Paris seems to be the theme of YA Fantasy novels so far this year! This the second one I’ve read (so far) that takes place in Paris. The stunning cover of this book, and the intriguing description of magic and gambling in Revolution-ero France, made me really interested in reading this book and learning more about the magic Gita Trelease has created. I received this book in exchange for an honest review through Netgalley.
The setting of the novel, Revolution-era Paris, at first seemed a bit over-played, especially since I had just recently read “Gilded Wolves” which also takes place in France. However, as you get into the story, you realize it could not have taken place anywhere else. The author does a wonderful job of describing the world and scenes, so I could truly picture every home, room, street the character walked through. The setting also set up some dramatic irony throughout, as the author understands what will happen to Maria Antoinette and many of the aristocrats in the upcoming years.
The plot of Enchantee is quick paced and high-tension throughout. The book starts with Camille stealing from a shop-keeper and things really don’t slow down from there. Camille is constantly looking over her shoulder and trying to figure out her next steps in keeping herself and her sister alive, while not giving up on the small things in life they still enjoy. There are multiple plot elements at the beginning, which seems difficult to tie together, but around the halfway mark, all the elements meet up and become one, solid and compelling journey through the end.
Camille is the narrator and protagonist of this novel. She starts with a pretty definite objective: save her family from being evicted and protect herself and her sister from their own brother. However, as the plot progresses, her objectives become more and more muddied as she meets new people and becomes more ingrained in the world of aristocrats, magic and gambling. Her chemistry with her love-interest is absolutely perfect and I loved every scene the two of them shared. I did feel like the cast of this book was large, considering the plot and length of the book, but the author did a good job of differentiating everyone so I never confused characters.

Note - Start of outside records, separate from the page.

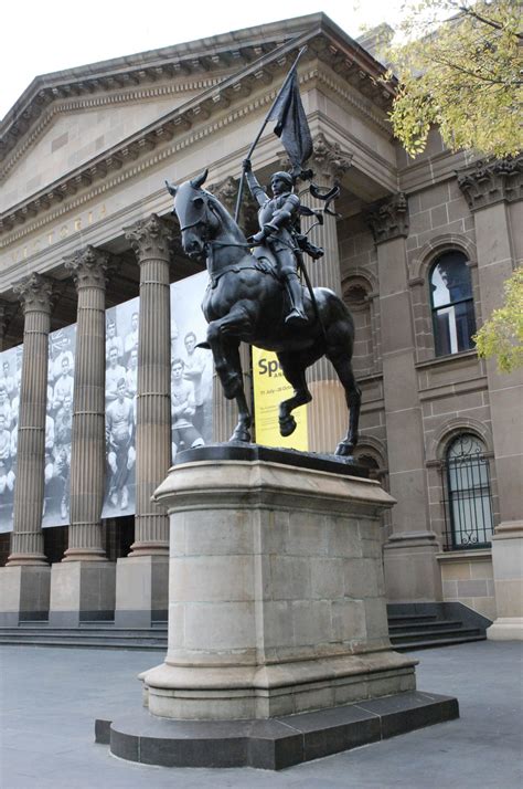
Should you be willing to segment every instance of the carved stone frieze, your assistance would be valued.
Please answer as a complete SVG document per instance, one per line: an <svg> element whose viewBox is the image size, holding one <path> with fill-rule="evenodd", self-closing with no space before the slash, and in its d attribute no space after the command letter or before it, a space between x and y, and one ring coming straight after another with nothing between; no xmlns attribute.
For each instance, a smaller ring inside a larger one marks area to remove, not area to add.
<svg viewBox="0 0 523 789"><path fill-rule="evenodd" d="M403 192L380 200L366 214L376 244L408 235L408 201Z"/></svg>
<svg viewBox="0 0 523 789"><path fill-rule="evenodd" d="M68 255L65 259L65 267L71 271L77 291L83 287L104 290L109 269L109 254L89 244Z"/></svg>
<svg viewBox="0 0 523 789"><path fill-rule="evenodd" d="M24 314L28 312L51 313L53 280L42 274L30 274L13 285Z"/></svg>
<svg viewBox="0 0 523 789"><path fill-rule="evenodd" d="M312 139L312 156L307 162L314 178L329 186L338 185L352 165L352 154L343 151L338 143L330 143L320 132Z"/></svg>
<svg viewBox="0 0 523 789"><path fill-rule="evenodd" d="M171 224L158 214L151 213L136 224L124 228L126 239L130 241L138 257L138 263L151 257L168 260L173 240Z"/></svg>
<svg viewBox="0 0 523 789"><path fill-rule="evenodd" d="M459 170L457 176L471 211L523 198L523 155L477 161L472 167Z"/></svg>
<svg viewBox="0 0 523 789"><path fill-rule="evenodd" d="M215 198L220 200L227 211L234 215L234 210L236 208L236 198L238 194L238 180L232 176L227 176L223 181L218 183L212 183L209 187L209 191L214 194Z"/></svg>

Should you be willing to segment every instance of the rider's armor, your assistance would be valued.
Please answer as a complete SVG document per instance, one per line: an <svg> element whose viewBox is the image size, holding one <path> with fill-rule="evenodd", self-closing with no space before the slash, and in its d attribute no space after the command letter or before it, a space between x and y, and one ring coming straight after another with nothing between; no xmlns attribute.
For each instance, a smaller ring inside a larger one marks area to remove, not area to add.
<svg viewBox="0 0 523 789"><path fill-rule="evenodd" d="M285 322L291 325L303 325L307 316L303 311L301 283L298 277L297 235L299 234L300 200L291 191L291 179L287 172L277 172L273 179L289 185L289 191L269 198L253 172L245 173L253 197L259 203L258 222L260 233L253 236L255 242L267 244L278 264L278 275L284 281L290 301L290 312Z"/></svg>

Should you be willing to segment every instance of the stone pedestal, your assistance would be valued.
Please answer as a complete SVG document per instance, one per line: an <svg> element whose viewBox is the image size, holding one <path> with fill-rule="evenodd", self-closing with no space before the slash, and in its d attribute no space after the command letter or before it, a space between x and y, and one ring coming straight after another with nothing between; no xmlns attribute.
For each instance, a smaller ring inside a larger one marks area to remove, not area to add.
<svg viewBox="0 0 523 789"><path fill-rule="evenodd" d="M523 520L500 524L492 537L498 619L487 630L493 641L523 640Z"/></svg>
<svg viewBox="0 0 523 789"><path fill-rule="evenodd" d="M0 568L0 625L47 619L51 567L14 565Z"/></svg>
<svg viewBox="0 0 523 789"><path fill-rule="evenodd" d="M149 712L98 719L115 756L281 769L458 715L391 649L380 516L362 469L263 446L181 452L170 517L169 649ZM360 476L359 476L360 474Z"/></svg>
<svg viewBox="0 0 523 789"><path fill-rule="evenodd" d="M168 556L127 556L116 564L117 628L150 628L167 620Z"/></svg>
<svg viewBox="0 0 523 789"><path fill-rule="evenodd" d="M166 662L145 674L150 713L268 718L414 690L383 597L391 496L344 464L186 454L154 494L170 515L170 600Z"/></svg>
<svg viewBox="0 0 523 789"><path fill-rule="evenodd" d="M74 628L82 621L113 620L115 569L110 561L93 559L53 565L49 623Z"/></svg>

Enchantée is a fast-paced, high-tension read that had me eagerly turning pages until I reached the end. The setting is beautifully developed and the author does a great job of dropping her readers into the scene. The plot and characters are fairly complex and detailed, but I was never confused who characters were or what was happening. I was disappointed to put this book down, but am looking forward to seeing what happens next.